When Leaders Show Humility, Workers Are Happier: Study
Humility is a trait that is not always celebrated among business leaders — but a new study from the UBC Sauder School of Business shows that leaders looking to succeed may want to cut back on the boasting to create happier and healthier workspaces.
In fact, the research shows that when leaders do things like ask for feedback, admit their failings, demonstrate their own fallibility or give others credit where it’s due, their employees feel less vulnerable, and more comfortable expressing their true selves.
For the study, titled Humility breeds authenticity: How authentic leader humility shapes follower vulnerability and felt authenticity, participants answered questions about the behaviours of their leaders, and were also asked to recall specific moments when their bosses seemed especially humble. The employees also described moments when they felt particularly vulnerable at work.
In another experiment, participants reacted to a story involving a chain restaurant that succeeds because a new apartment complex goes up nearby, and wins a prestigious corporate award.
In one version, the general manager accepts the award by extoling his own virtues, and all the things he did to achieve the success; in another, he credits the employees and expresses his desire to keep improving. The researchers then manipulated each version, making the boss either authentic or inauthentic in his approach, and asking participants how vulnerable they would feel working for him.
According to study co-author and UBC Sauder School of Business Assistant Professor Michael Daniels, they found that when leaders behave more humbly, their followers feel less vulnerable and more authentic in the workplace — which can in turn lead to a happier and healthier work environment.

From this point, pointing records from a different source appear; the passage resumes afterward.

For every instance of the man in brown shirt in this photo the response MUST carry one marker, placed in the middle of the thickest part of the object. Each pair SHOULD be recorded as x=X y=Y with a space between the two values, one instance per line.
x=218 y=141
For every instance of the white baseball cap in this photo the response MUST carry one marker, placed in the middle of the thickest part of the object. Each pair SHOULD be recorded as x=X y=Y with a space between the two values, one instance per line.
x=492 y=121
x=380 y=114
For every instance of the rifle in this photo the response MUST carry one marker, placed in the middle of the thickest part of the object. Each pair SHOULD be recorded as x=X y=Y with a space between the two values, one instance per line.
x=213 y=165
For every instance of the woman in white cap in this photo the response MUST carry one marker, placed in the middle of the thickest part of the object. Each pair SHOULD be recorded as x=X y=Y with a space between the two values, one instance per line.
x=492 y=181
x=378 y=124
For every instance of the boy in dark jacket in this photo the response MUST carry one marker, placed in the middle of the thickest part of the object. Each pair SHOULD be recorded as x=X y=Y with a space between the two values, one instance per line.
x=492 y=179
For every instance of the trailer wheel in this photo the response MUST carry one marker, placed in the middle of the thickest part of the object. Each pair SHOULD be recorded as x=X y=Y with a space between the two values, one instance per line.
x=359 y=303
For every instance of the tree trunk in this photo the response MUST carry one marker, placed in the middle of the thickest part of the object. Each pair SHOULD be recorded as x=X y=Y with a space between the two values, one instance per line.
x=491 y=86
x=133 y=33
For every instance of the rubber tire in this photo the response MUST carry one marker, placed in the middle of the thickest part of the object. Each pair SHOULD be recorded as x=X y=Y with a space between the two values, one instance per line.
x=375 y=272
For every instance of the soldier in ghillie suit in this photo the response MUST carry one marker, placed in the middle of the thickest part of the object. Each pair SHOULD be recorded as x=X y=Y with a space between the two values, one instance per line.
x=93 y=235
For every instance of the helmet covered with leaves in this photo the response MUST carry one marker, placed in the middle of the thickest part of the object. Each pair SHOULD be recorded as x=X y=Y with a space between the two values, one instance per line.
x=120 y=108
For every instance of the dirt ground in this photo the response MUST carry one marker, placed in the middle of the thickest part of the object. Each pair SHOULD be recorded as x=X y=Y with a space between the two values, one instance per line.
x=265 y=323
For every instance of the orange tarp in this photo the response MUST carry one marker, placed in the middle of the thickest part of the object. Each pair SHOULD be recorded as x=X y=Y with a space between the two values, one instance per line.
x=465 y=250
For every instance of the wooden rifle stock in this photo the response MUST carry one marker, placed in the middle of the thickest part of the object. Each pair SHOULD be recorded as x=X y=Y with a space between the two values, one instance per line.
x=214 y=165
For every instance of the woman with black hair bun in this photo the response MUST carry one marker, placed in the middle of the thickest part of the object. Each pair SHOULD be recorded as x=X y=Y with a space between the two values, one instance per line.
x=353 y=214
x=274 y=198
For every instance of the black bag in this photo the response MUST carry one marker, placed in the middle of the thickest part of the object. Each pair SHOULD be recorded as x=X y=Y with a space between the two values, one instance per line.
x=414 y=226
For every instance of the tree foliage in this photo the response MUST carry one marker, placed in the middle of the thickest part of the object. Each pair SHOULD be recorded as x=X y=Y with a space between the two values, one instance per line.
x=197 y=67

“The reason people feel vulnerable around leaders is because those leaders have power over them. Leaders who are lacking humility want everyone to be just like them, and because they can fire us or at least make our jobs really stressful and difficult, we tend to oblige,” says Daniels.
Leaders who express more humility, on the other hand, give away some of that power. “They acknowledge that they're not gods, that they’re fallible and they're human. They acknowledge that subordinates often have really good ideas and they're not threatened by that fact,” he says. “As a result, employees feel they can be themselves. And in general, people feel more comfortable and happier at work when they can be themselves.”
But before employers run out and start acting humble, there’s a catch: that expression of humility has to be genuine, or at least seem genuine, or it doesn’t have the same effect. In other words, humble-bragging isn’t going to cut it.
“There are people who fake their humility for other purposes, and employees look to their leaders and try to evaluate their motives,” says Daniels.
“As a leader, you can't just go into to an organization knowing that humility is something that will make your employees happy and maybe work harder for you, and try to act humble. It has to be authentic.”
It can also help companies when times are bad. The study cites a real-life situation in Bangalore where a tech start-up ran out of funds and the founder announced she would have to let the staff go. Instead, they offered to work for 50 percent less; the company recovered and later sold for $14 million. The employees said they supported their leader because she had shown authentic humility.
“Expressing some humility when times are bad says to others, ‘I’m in this for the long haul, I’m willing to grow, and I’m addressing these things head-on.’ That’s what people with humility do,” says Daniels. “And people respond pretty well to them.”
Past studies have looked at authenticity in the workplace as an individual difference — how some people bring photos of their families and chat about their personal lives, while others are more private. But this study is one of the first of its kind to look at the role leaders play in whether or not people can bring their true selves to work.
So, can genuine humility be learned? Daniels says it can, and is currently working on a study that shows leaders who learn self-compassion tend to act with more humility. Learning to express gratitude also helps.
“You can say, ‘Every day, I want everyone in the organization to write down three things they’re thankful for,’” Daniels explains. “Even something as small as that can increase the humility of both managers and their employees.”